Now as expected, the soft economy is having an impact on a lot of little things. One of them, of course, is bad debt, particularly on the subscription residential. We're seeing that. And we're seeing more requests for service reductions from our commercial accounts.
But our employees are doing an outstanding job during these really soft economic times. They are working with our customers to meet their current service needs and also continue to streamline our internal processes and route optimization efforts in order to minimize our service delivery cost.
Jim W. Perry
[Inaudible] a lot of information about the company and our operations and the local markets we serve.
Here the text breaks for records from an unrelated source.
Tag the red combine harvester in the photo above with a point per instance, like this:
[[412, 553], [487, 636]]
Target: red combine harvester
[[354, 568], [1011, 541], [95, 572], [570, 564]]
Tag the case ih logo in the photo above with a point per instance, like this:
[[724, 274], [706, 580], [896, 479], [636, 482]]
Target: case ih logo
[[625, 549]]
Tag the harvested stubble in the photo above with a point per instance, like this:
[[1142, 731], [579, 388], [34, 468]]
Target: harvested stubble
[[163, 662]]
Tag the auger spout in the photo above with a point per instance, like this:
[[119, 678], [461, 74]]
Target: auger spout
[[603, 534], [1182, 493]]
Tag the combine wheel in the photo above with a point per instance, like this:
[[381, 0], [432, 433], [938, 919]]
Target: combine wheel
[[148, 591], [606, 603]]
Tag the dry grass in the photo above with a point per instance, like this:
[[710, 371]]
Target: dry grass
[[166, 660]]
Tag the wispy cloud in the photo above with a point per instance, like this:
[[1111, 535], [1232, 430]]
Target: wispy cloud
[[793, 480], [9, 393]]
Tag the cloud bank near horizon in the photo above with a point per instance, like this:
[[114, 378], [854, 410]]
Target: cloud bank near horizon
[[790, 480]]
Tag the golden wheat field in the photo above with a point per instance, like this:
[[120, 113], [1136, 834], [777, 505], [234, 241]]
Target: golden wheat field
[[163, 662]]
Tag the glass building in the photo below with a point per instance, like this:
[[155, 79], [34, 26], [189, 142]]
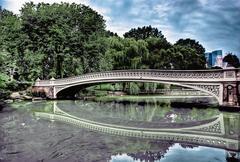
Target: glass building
[[214, 58]]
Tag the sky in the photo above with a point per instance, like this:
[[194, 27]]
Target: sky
[[214, 23]]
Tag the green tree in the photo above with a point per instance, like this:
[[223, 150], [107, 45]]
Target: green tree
[[232, 60], [191, 43], [143, 33]]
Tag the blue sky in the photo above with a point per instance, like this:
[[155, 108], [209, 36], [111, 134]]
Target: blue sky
[[214, 23]]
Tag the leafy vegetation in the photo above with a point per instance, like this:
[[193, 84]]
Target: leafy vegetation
[[63, 40]]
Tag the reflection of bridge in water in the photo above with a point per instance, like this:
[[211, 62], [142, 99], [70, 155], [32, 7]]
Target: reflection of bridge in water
[[221, 132]]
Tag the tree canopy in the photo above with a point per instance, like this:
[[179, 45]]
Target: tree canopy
[[232, 60], [62, 40], [143, 33]]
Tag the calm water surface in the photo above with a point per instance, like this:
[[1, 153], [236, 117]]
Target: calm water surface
[[25, 137]]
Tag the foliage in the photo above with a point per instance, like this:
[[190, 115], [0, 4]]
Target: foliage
[[63, 40], [232, 60], [143, 33]]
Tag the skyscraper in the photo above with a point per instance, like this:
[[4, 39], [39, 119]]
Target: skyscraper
[[214, 58]]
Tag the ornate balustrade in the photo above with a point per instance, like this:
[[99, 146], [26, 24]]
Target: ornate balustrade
[[163, 75]]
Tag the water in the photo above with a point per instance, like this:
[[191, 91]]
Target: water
[[26, 137]]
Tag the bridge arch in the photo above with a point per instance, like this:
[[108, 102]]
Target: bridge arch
[[74, 88], [214, 82]]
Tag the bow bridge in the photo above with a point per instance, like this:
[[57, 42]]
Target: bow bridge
[[223, 84]]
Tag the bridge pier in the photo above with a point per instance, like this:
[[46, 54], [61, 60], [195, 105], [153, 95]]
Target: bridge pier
[[231, 95]]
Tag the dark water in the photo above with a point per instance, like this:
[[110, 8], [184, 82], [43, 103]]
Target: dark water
[[25, 137]]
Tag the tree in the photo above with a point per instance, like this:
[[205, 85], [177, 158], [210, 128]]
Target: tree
[[58, 31], [192, 44], [197, 59], [143, 33], [232, 60]]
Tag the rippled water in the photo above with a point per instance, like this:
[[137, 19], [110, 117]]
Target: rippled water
[[25, 137]]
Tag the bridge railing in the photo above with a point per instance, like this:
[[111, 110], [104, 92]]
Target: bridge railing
[[174, 75]]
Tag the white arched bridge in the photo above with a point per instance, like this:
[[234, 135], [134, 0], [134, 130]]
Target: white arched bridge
[[223, 84]]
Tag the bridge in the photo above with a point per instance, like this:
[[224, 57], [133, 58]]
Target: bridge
[[216, 132], [223, 84]]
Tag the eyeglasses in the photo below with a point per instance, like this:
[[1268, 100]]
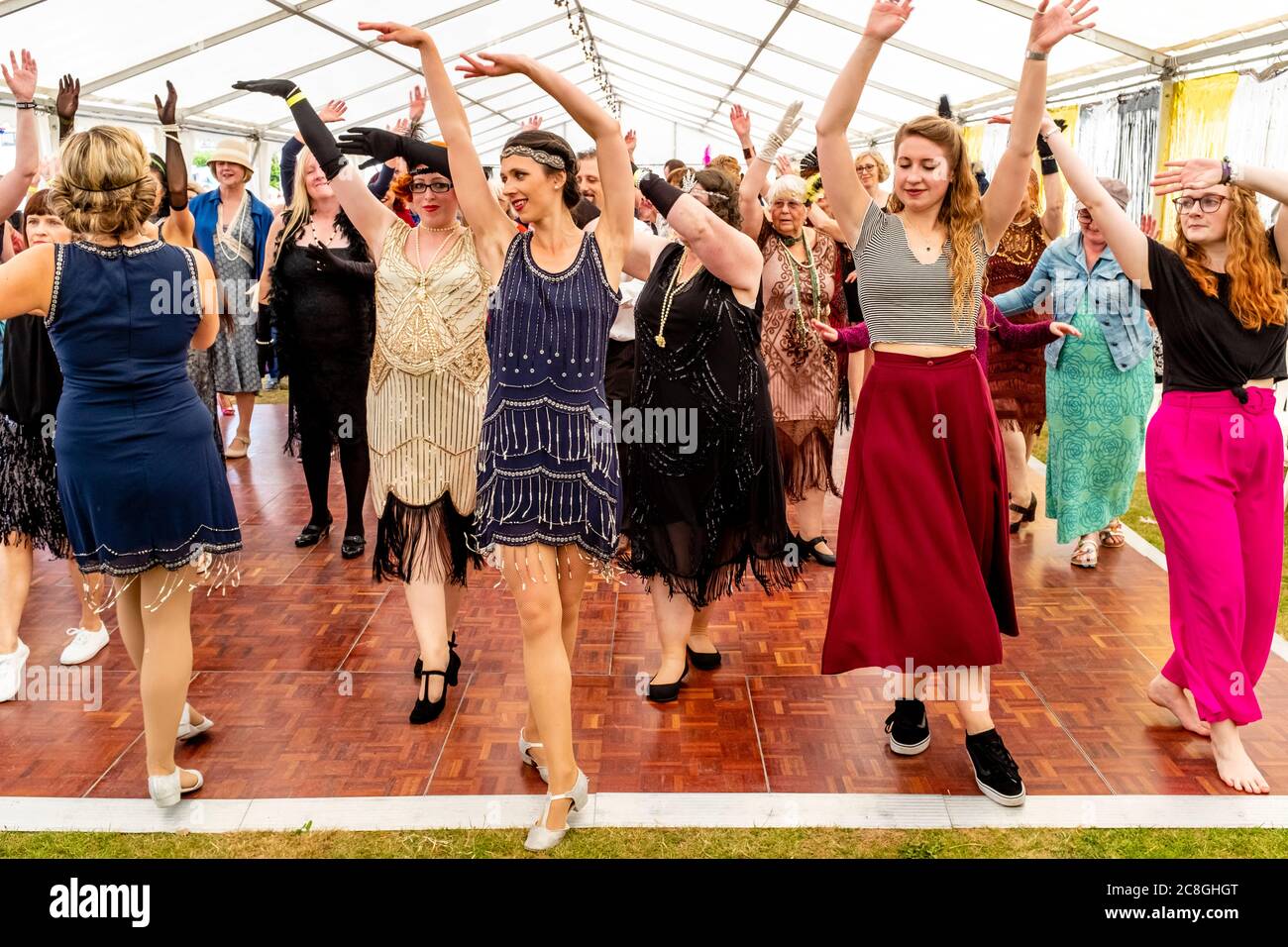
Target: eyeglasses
[[1209, 204]]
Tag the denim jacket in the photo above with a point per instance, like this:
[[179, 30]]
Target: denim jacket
[[1061, 273]]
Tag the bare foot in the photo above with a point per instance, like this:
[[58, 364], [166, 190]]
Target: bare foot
[[1168, 696], [1233, 763]]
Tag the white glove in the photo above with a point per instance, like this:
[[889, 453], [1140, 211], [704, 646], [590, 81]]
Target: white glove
[[787, 127]]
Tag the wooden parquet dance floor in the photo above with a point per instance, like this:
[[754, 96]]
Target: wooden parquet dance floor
[[305, 668]]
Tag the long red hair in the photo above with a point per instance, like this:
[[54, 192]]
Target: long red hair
[[1257, 294]]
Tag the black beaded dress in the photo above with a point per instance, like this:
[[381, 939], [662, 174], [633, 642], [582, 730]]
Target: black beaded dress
[[704, 487]]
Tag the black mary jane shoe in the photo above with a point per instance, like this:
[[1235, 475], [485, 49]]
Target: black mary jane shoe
[[665, 693], [426, 710], [702, 660], [313, 534], [810, 547], [1026, 513]]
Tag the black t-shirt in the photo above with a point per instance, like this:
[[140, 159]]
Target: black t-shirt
[[33, 379], [1205, 346]]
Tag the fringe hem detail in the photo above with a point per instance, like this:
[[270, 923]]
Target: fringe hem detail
[[424, 543]]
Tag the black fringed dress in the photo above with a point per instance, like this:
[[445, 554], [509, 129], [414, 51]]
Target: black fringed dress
[[704, 493]]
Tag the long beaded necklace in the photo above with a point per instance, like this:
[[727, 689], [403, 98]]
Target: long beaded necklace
[[670, 295], [802, 331]]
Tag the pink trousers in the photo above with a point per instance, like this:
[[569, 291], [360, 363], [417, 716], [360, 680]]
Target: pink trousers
[[1215, 471]]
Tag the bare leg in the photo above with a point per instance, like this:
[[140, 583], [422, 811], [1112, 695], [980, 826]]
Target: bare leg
[[90, 620], [1017, 447], [674, 616], [529, 574], [245, 408], [16, 557], [809, 514], [166, 661], [428, 604]]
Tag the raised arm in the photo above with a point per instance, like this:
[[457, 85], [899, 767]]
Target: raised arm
[[1198, 174], [1124, 235], [21, 80], [756, 180], [179, 226], [848, 198], [1052, 21], [492, 230], [730, 257], [65, 106], [617, 221], [369, 215]]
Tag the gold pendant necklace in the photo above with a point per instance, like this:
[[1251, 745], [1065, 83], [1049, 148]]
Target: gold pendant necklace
[[670, 295]]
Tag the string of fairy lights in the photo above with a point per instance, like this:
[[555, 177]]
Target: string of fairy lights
[[581, 30]]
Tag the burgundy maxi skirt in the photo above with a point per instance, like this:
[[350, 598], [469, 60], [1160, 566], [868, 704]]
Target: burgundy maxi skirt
[[922, 574]]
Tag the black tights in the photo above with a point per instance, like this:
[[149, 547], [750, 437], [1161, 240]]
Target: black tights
[[355, 467]]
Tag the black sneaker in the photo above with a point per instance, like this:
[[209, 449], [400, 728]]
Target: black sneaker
[[996, 772], [909, 728]]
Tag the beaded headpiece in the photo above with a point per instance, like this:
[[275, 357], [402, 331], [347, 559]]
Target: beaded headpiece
[[541, 158]]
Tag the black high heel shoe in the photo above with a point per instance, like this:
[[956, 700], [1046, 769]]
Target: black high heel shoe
[[420, 668], [312, 534], [702, 660], [810, 547], [665, 693], [426, 710], [1026, 513]]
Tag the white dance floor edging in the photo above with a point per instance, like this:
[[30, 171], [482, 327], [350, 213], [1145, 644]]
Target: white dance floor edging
[[644, 810]]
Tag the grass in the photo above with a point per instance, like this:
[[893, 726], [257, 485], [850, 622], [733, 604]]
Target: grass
[[1140, 517], [673, 843]]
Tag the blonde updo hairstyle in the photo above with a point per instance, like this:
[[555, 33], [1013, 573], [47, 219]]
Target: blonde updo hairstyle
[[104, 187]]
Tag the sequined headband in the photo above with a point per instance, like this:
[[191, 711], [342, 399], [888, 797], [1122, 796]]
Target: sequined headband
[[541, 158]]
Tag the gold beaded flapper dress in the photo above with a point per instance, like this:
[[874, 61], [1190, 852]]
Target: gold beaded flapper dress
[[425, 401]]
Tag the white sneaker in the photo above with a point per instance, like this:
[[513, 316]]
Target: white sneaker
[[84, 644], [187, 729], [13, 671]]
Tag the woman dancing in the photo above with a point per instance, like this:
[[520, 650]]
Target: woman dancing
[[426, 381], [700, 512], [923, 579], [1214, 451], [142, 488], [317, 289], [799, 283]]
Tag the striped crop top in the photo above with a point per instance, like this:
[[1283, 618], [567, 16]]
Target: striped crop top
[[906, 300]]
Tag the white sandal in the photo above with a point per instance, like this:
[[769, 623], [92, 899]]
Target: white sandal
[[1087, 554], [230, 451]]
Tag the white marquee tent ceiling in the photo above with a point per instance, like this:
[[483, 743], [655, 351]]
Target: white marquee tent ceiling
[[675, 72]]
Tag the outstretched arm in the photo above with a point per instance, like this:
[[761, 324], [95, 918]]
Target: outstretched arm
[[21, 80], [1124, 235], [369, 215], [1052, 21], [730, 257], [1198, 174], [490, 227], [848, 198], [616, 224]]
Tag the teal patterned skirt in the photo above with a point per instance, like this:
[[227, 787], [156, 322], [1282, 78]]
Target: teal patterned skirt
[[1096, 416]]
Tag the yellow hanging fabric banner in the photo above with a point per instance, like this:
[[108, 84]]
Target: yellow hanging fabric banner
[[1199, 124]]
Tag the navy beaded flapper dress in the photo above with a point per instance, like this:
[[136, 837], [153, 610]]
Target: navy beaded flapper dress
[[140, 478], [548, 458]]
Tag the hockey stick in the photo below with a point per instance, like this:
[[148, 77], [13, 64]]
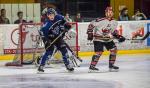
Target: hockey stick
[[54, 40], [73, 56], [130, 39]]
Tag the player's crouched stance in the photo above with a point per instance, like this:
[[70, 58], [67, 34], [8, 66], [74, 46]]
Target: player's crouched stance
[[102, 32], [54, 29]]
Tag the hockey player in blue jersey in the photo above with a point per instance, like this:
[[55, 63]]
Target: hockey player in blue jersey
[[53, 29]]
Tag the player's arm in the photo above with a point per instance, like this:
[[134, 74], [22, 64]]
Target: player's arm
[[116, 35], [65, 25], [90, 29]]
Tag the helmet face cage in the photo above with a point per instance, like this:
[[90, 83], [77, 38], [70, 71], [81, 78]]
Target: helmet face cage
[[51, 11], [108, 9]]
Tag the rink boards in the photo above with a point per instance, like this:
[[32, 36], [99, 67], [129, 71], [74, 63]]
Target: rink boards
[[125, 28]]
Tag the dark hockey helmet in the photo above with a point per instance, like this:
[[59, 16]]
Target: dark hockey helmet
[[51, 11], [109, 8]]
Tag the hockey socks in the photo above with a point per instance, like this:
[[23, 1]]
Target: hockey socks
[[94, 61], [112, 67]]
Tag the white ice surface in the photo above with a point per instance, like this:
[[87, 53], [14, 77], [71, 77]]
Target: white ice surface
[[134, 73]]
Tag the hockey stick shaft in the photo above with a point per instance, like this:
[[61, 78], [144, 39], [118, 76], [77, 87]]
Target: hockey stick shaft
[[55, 40]]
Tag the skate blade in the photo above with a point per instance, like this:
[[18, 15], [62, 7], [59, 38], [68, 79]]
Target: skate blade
[[93, 71], [113, 70], [40, 72]]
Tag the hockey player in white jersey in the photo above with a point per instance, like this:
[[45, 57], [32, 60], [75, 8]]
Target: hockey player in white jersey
[[102, 32]]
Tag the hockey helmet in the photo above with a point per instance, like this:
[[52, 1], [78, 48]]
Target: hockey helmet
[[51, 11], [108, 9]]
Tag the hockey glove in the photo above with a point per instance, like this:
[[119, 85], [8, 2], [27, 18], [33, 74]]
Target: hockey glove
[[121, 39], [90, 36]]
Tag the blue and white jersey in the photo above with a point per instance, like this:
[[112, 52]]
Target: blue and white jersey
[[53, 27]]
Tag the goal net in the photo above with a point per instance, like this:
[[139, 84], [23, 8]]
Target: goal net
[[30, 45]]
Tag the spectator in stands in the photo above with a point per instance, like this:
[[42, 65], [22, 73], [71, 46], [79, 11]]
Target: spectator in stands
[[20, 18], [3, 18], [67, 17], [139, 15], [124, 15], [78, 18]]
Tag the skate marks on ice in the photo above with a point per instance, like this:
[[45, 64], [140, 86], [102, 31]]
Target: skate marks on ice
[[51, 81]]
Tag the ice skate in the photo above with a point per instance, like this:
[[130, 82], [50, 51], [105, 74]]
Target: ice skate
[[69, 68], [93, 69], [113, 68], [40, 69]]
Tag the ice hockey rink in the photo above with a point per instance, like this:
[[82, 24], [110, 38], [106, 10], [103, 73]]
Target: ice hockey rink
[[134, 73]]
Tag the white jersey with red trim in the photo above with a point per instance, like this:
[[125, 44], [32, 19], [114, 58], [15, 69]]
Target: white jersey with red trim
[[103, 27]]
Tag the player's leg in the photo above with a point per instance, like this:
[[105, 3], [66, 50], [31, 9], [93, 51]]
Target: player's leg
[[63, 49], [112, 57], [98, 48], [48, 52]]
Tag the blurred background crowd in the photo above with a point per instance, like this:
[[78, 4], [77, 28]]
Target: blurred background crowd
[[20, 11]]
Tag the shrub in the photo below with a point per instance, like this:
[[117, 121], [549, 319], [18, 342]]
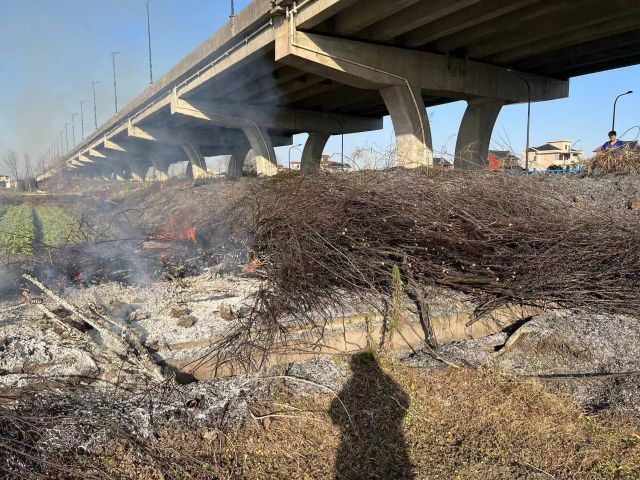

And with that, Heather, why don't we open it up for Q&A to see if we left out anything anybody wants to talk about.
(Operator Instructions) And it appears we have no questions at this time, sir.
Jim W. Perry
Well, good, Heather. And for those of you who are on the line on a beautiful Friday afternoon in North Carolina, let me close by saying the first quarter of '08 marked the beginning of our 34th consecutive profitable year in our 37year history. That's something that everyone in the company can be proud of, those who've begun here recently and those who've been here for a long time.
But we understand clearly that it would not have been possible without loyal customers, dedicated employees many on the line today the support of our bankers and suppliers, and the confidence of our many stakeholders. And we can assure you that we will continue to work hard to earn the trust of everyone who has placed their confidence in our company.
With that, let me thank you for joining today and I look forward to speaking with you in the future. Thank you very much.